Golden Eggs and J. Crew Sales: Easter Weekend
I had always thought that Easter was the untouchable holiday. Christmas is increasingly about shopping and buying presents – the innocent giving of gifts to children on Christmas morning is now a billion dollar industry that businesses and the service industry count on to sustain the winter economy. But I thought Easter was different! Aside from a chocolate bunny and some Peeps, Easter was never a holiday that I associated with presents. And yet, joyful and unassuming Easter has proven to be a holiday in which sales are running rampant and stores vehemently encourage consumers to, well, consume. One of my favorite boutiques sent me an email telling me to buy their dresses so that all eyes could be on me on Easter Sunday. The email made me feel two things. First, I felt a twinge of disgust – certainly Easter is not a time for attention to be on me and the way that I look. Second, I felt giddy because I saw that the sale was 60% off and free shipping. And then I may have acquiesced and taken a quick peek.
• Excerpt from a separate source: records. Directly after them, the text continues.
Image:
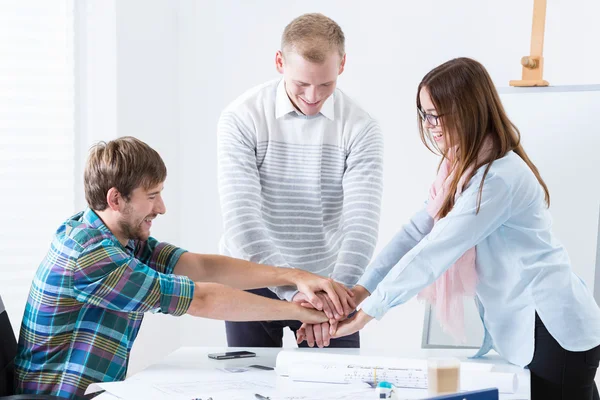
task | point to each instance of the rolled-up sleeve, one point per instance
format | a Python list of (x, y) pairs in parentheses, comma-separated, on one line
[(107, 276)]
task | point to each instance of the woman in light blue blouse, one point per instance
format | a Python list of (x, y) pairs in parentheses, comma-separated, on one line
[(486, 231)]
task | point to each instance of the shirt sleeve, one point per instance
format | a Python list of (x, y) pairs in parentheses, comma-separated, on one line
[(404, 241), (239, 189), (362, 188), (159, 256), (450, 237), (107, 276)]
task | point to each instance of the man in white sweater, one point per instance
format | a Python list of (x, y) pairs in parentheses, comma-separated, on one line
[(300, 177)]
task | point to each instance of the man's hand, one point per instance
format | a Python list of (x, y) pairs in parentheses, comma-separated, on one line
[(315, 333), (309, 316), (339, 298), (351, 325), (360, 294)]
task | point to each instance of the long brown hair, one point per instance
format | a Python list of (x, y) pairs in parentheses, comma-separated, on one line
[(464, 94)]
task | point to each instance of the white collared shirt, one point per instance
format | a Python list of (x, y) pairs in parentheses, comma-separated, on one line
[(300, 191)]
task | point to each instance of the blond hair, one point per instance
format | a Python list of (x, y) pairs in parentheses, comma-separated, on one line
[(313, 36), (125, 163)]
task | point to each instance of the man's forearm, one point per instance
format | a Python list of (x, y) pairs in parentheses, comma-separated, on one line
[(217, 301), (233, 272)]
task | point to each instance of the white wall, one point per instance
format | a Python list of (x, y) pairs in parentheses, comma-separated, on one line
[(180, 62)]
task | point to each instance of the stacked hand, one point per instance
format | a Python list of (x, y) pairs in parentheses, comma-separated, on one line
[(337, 327)]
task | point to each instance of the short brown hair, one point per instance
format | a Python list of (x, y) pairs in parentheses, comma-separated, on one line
[(313, 36), (125, 163)]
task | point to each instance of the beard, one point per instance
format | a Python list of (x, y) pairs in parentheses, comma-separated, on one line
[(132, 231), (131, 228)]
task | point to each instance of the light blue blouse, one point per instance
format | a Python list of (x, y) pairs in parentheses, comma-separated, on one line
[(521, 266)]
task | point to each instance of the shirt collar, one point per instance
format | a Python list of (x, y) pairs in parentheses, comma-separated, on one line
[(284, 106), (91, 219)]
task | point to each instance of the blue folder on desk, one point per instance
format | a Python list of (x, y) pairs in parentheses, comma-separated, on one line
[(487, 394)]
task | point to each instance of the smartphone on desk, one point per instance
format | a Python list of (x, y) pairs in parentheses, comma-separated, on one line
[(231, 354)]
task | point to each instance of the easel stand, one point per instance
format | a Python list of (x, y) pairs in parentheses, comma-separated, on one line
[(533, 65)]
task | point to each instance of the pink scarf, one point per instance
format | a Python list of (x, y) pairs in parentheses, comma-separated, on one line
[(460, 280)]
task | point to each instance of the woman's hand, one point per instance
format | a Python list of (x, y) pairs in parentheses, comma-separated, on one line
[(351, 325), (323, 294)]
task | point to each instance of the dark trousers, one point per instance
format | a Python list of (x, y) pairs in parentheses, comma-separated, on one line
[(559, 374), (270, 333)]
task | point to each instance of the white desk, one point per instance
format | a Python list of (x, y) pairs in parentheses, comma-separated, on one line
[(187, 363)]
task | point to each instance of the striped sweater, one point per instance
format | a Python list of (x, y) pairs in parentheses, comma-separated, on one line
[(300, 191)]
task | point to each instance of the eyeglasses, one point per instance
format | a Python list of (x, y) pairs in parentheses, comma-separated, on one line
[(432, 119)]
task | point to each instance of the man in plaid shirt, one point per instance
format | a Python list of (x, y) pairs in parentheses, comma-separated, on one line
[(103, 271)]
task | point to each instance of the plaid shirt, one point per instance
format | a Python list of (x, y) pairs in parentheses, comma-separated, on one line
[(86, 305)]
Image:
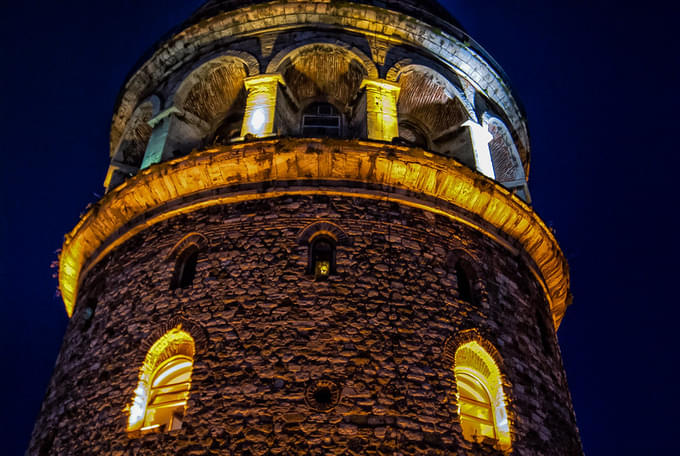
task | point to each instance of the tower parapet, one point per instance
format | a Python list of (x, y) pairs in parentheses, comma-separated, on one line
[(316, 237)]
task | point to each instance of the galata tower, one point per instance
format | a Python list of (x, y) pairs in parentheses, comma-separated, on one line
[(316, 239)]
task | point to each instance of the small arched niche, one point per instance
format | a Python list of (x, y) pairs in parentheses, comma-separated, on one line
[(321, 119), (185, 256), (211, 102), (129, 155), (430, 105), (481, 399), (322, 256), (325, 76), (160, 399)]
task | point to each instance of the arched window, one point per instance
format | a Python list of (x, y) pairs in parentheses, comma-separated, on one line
[(164, 383), (322, 257), (412, 134), (321, 119), (481, 401), (229, 129), (185, 268), (464, 283), (545, 332)]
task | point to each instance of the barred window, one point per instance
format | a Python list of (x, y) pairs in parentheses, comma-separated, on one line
[(321, 119)]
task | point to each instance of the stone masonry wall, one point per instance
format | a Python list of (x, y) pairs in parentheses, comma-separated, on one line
[(377, 329)]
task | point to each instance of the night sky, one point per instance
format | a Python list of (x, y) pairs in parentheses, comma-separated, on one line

What can I say? I attend a big Baptist church in the South – Easter means white gloves and big hats. While I may skip those fashion must-haves, keeping up appearances isn’t optional.
Yesterday I got even more of those types of emails, which was particularly frightening considering that it was Good Friday. I spent a lot of time staring incredulously at my email yesterday, thinking, This is not the Easter I remember! Sales and shopping were not activities my family ever did on Easter weekend! Not this untouchable holiday, too!
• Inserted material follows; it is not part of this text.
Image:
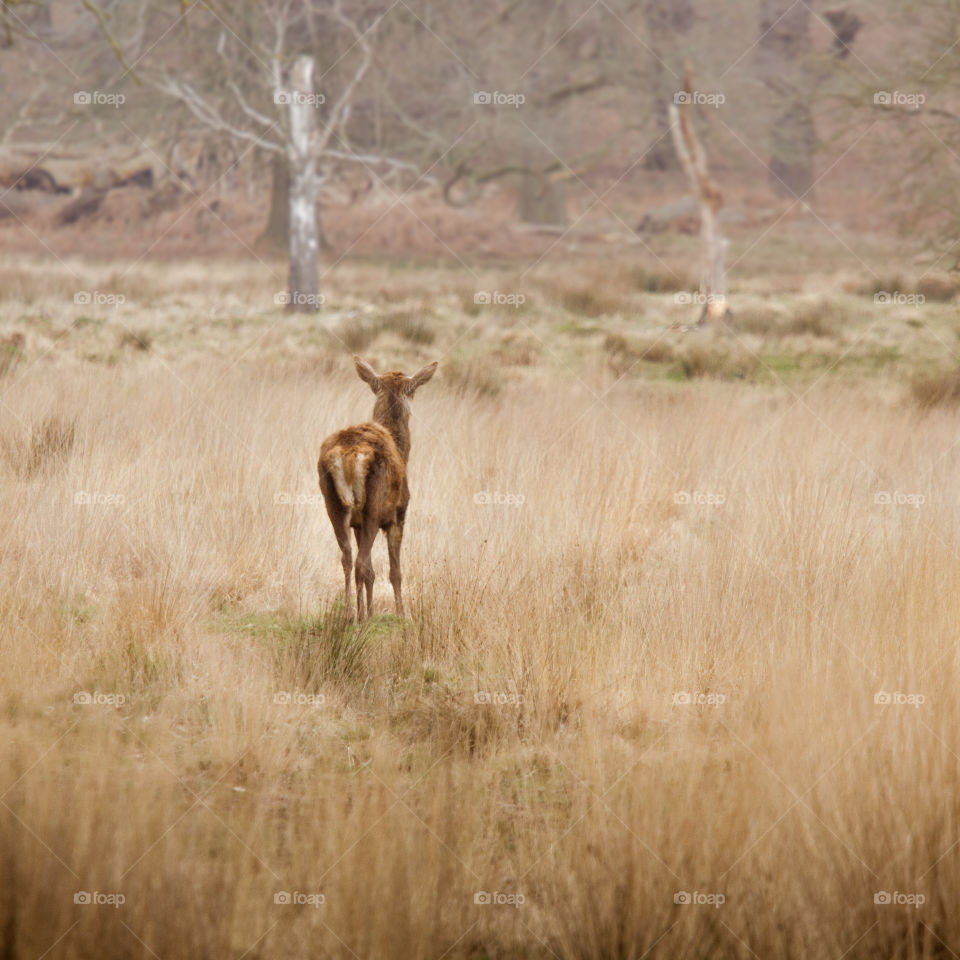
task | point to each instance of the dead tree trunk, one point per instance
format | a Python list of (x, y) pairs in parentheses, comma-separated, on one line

Though I suppose those Easter egg hunts we went to as kids prepared us for this – rifling through bushes looking for the golden egg surely helped me learn to rifle through racks of clothing in search of that glorious, half-price J. Crew tunic in my size.
But how do we bring it back? I’m not saying sales are bad – those fingertip length shorts for my camp counselor uniform have to be purchased some time – but is this the place for it?
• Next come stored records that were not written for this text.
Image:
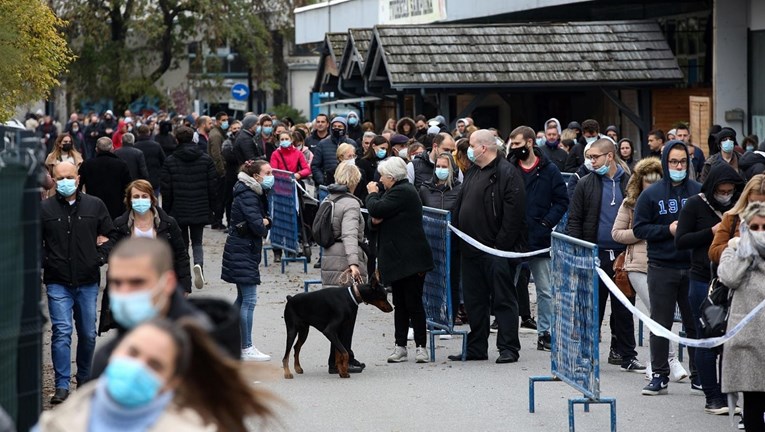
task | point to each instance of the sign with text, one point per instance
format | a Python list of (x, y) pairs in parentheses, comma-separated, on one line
[(412, 11)]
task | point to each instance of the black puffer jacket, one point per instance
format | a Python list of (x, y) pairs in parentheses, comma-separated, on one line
[(188, 185), (69, 232), (167, 229)]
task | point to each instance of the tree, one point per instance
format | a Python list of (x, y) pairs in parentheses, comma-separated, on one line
[(33, 51)]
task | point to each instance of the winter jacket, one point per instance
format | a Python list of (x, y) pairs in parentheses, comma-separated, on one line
[(325, 159), (135, 161), (245, 148), (242, 253), (585, 207), (546, 200), (636, 256), (74, 416), (744, 356), (106, 176), (435, 195), (189, 185), (155, 158), (657, 208), (292, 160), (491, 208), (699, 214), (402, 248), (69, 232), (166, 229), (348, 229)]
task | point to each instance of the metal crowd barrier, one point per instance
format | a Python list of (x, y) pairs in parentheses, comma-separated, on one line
[(575, 357)]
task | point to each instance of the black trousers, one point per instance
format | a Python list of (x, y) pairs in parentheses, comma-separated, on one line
[(622, 323), (483, 275), (407, 301)]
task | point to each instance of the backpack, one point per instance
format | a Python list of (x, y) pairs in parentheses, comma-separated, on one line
[(322, 223)]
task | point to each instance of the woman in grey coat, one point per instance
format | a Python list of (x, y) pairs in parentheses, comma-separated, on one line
[(742, 269), (345, 261)]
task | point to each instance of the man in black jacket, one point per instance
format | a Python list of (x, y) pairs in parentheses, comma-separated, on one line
[(490, 209), (152, 153), (139, 265), (591, 216), (74, 226), (106, 176)]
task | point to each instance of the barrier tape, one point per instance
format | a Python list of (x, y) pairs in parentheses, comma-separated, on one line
[(661, 331)]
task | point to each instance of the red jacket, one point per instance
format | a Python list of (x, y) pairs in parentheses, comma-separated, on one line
[(292, 160)]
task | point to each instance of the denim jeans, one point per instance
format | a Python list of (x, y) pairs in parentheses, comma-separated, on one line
[(65, 302), (706, 359), (540, 268), (246, 297)]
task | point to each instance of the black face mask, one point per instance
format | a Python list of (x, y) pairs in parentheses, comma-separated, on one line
[(520, 153)]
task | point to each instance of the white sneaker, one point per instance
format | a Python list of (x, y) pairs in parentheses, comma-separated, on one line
[(252, 354), (677, 372), (422, 355), (199, 277), (398, 355)]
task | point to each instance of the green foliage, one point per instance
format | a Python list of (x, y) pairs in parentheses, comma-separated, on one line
[(285, 110), (33, 52)]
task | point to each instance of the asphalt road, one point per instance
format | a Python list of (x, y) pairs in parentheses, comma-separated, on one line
[(441, 395)]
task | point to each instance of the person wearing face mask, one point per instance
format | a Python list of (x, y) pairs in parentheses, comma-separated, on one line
[(656, 215), (592, 213), (188, 182), (726, 140), (699, 220), (242, 252), (546, 203), (158, 379), (71, 225), (325, 158)]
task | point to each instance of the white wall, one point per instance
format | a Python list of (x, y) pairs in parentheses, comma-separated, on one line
[(729, 71)]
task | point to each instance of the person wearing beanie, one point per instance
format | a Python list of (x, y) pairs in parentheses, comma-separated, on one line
[(325, 155), (726, 142)]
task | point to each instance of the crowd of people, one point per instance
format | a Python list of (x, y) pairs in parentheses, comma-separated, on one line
[(136, 191)]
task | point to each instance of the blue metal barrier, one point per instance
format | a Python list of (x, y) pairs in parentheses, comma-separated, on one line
[(437, 293), (283, 203), (575, 356)]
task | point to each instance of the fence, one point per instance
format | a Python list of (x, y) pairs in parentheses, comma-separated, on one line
[(20, 316), (285, 228), (575, 335), (437, 292)]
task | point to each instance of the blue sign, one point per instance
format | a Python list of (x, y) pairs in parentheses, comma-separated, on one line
[(240, 91)]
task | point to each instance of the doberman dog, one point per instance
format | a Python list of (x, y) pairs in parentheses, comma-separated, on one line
[(331, 311)]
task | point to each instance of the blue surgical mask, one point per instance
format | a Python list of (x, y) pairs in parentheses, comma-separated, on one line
[(130, 383), (442, 173), (140, 205), (66, 187), (727, 145), (677, 175)]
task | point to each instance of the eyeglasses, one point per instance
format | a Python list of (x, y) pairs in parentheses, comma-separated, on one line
[(675, 162)]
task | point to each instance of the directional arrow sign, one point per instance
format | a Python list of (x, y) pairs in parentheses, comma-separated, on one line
[(240, 91)]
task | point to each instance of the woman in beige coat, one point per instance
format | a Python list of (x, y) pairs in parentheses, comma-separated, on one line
[(742, 269), (645, 173)]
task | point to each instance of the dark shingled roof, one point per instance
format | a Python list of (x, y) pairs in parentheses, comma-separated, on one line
[(534, 54)]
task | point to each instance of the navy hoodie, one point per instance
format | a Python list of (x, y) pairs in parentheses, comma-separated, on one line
[(659, 206)]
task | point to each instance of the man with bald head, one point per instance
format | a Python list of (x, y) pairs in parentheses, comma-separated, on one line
[(491, 208), (72, 223)]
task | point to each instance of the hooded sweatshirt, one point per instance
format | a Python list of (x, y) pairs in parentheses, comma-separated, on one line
[(658, 207), (700, 214)]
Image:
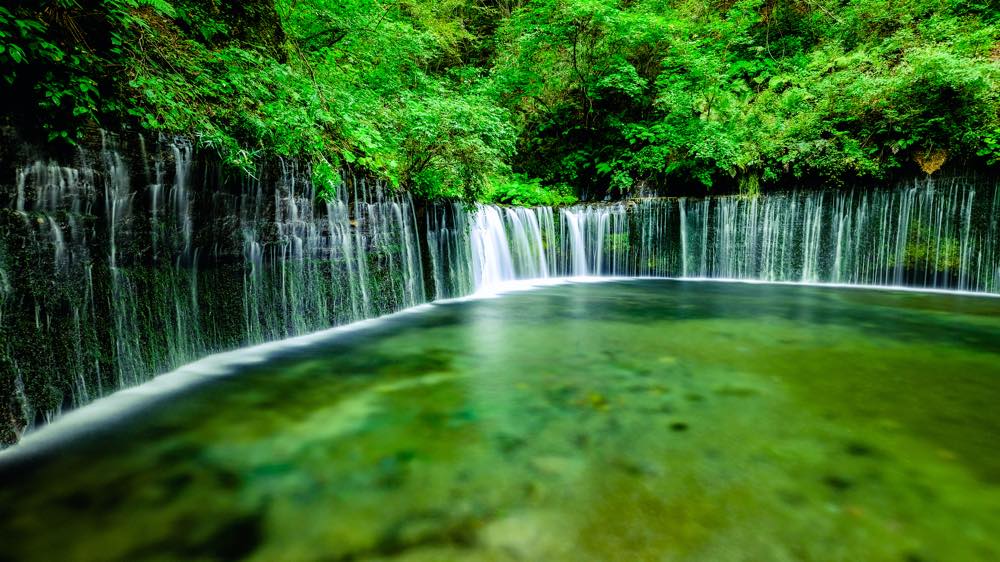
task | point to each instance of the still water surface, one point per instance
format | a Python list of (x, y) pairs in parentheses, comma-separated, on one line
[(632, 420)]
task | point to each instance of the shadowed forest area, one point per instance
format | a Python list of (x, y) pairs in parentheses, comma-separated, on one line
[(524, 102)]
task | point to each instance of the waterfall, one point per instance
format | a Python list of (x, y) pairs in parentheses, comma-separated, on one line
[(126, 263), (942, 234)]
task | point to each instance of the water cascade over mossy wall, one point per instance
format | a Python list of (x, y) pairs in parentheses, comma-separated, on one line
[(135, 257), (942, 234)]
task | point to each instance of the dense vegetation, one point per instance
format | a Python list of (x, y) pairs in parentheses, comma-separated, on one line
[(524, 101)]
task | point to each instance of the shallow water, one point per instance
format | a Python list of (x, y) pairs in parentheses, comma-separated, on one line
[(634, 420)]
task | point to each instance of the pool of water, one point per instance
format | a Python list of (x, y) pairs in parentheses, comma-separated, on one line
[(631, 420)]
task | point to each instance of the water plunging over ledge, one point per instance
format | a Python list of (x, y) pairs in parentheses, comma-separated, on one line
[(933, 234)]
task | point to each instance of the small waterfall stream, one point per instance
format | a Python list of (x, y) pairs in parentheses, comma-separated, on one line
[(942, 234)]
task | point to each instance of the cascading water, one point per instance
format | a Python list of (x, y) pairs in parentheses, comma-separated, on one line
[(941, 234), (115, 268), (119, 266)]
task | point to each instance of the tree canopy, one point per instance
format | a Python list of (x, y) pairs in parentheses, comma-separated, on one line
[(525, 101)]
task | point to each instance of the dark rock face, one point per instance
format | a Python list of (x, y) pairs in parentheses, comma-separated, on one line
[(133, 256)]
I think we need to revisit the idea of Lent. The Lenten Season is our journey toward the Easter holiday in which we must continuously deny ourselves a worldly temptation. It feels funny, in that light, to end the journey by digging into the money you saved not buying all those iced mochas for the last 40 days. I think it’d be a shame to end the 40-day stretch by succumbing to a different temptation that distracts from the sentiment, depth, and holiness of the weekend.
Perhaps the sales should take a back seat. Christmas seems to have that covered, and even if the resurrection of Christ doesn’t make the importance of the weekend salient, the Lenten Season with which some of us have been struggling, I hope, does.
But cheer up. There’s still Memorial Day sales.